2021 Atlantic Hurricane Season Could Produce 3-5 Major Storms
It’s going to be another busy hurricane season in the Gulf South, according to the National Oceanic and Atmospheric Administration’s (NOAA) Climate Prediction Center.
The 2020 season brought a record-breaking 30 storms, including 14 hurricanes, seven of which were major.

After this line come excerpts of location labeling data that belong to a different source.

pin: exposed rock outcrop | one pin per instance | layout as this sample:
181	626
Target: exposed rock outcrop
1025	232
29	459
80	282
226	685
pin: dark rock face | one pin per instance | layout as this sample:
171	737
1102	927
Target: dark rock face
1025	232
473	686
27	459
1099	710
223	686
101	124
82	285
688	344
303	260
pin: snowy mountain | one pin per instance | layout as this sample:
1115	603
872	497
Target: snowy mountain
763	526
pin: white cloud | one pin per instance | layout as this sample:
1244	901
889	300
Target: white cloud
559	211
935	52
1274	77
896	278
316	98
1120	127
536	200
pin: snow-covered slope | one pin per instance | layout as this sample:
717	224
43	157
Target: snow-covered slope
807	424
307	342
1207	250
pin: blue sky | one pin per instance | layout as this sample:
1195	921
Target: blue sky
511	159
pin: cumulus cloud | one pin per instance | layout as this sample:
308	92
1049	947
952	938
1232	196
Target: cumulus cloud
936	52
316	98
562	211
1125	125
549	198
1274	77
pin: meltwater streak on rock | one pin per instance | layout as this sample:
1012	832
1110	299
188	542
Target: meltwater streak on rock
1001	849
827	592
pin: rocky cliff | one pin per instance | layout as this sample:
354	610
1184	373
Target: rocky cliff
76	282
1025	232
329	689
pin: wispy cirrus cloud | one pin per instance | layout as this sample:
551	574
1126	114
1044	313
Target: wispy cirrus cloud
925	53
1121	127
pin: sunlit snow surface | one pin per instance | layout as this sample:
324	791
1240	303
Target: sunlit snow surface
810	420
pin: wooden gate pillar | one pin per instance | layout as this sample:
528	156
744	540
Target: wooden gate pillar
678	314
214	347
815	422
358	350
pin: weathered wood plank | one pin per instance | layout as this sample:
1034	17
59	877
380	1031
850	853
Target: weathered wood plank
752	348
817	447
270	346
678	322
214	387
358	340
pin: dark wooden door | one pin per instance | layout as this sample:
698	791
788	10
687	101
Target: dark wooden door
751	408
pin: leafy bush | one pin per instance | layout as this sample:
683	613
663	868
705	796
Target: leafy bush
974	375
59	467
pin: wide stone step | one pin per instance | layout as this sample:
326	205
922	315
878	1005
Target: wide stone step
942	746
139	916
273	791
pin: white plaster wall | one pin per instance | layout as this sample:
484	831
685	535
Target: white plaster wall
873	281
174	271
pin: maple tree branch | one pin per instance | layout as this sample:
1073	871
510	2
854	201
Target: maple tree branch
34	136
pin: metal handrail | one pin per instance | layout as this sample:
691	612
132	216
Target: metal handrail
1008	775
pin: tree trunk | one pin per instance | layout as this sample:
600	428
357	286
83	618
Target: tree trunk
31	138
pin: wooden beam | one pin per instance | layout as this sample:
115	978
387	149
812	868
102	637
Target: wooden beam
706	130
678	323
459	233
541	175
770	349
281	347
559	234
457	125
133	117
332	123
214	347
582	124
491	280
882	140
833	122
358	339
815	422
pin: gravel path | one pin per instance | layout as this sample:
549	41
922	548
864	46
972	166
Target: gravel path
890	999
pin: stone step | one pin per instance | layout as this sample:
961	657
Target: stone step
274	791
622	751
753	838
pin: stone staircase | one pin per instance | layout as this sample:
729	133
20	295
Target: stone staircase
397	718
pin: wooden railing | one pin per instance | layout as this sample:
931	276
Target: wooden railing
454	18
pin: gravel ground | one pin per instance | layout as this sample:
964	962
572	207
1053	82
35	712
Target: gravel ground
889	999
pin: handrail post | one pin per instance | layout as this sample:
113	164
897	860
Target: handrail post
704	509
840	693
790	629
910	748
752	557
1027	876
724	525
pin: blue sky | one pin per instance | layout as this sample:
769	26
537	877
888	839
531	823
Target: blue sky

NOAA scientists expect numbers above average once again in 2021, though not quite so high, said Ben Friedman, acting NOAA administrator.
But the numbers are close: a likely range of 13 to 20 named storms, of which six to 10 could become hurricanes, including three to five major hurricanes.
“Now is the time for communities along the coastline as well as inland to get prepared for the dangers that hurricanes can bring,” Secretary of Commerce Gina Raimondo said.
In a press conference, Matthew Rosencrans, hurricane forecaster at NOAA’s Climate Prediction Center, said NOAA improved its storm surge model and predictive storm models to make predictions more accurate.
Rosencrans said warmer-than-average sea surface temperatures in the tropical Atlantic Ocean and Caribbean Sea, weaker tropical Atlantic trade winds, and an enhanced West African monsoon will contribute to increased storm formation.
Forecasters are hesitant to connect the number of storms with climate change, but increased ocean surface temperatures play a role in hurricane formation, and scientists find that human-caused climate change is increasing ocean temperatures. NOAA scientists are studying how climate change is impacting the strength and frequency of tropical cyclones.
Last month, NOAA updated its statistical hurricane season averages based on data from the past 30 years, increasing the numbers to 14 named storms, of which seven become hurricanes, including three major hurricanes. The previous Atlantic storm averages, based on the period from 1981 to 2010, were 12 named storms, six hurricanes, and three major hurricanes.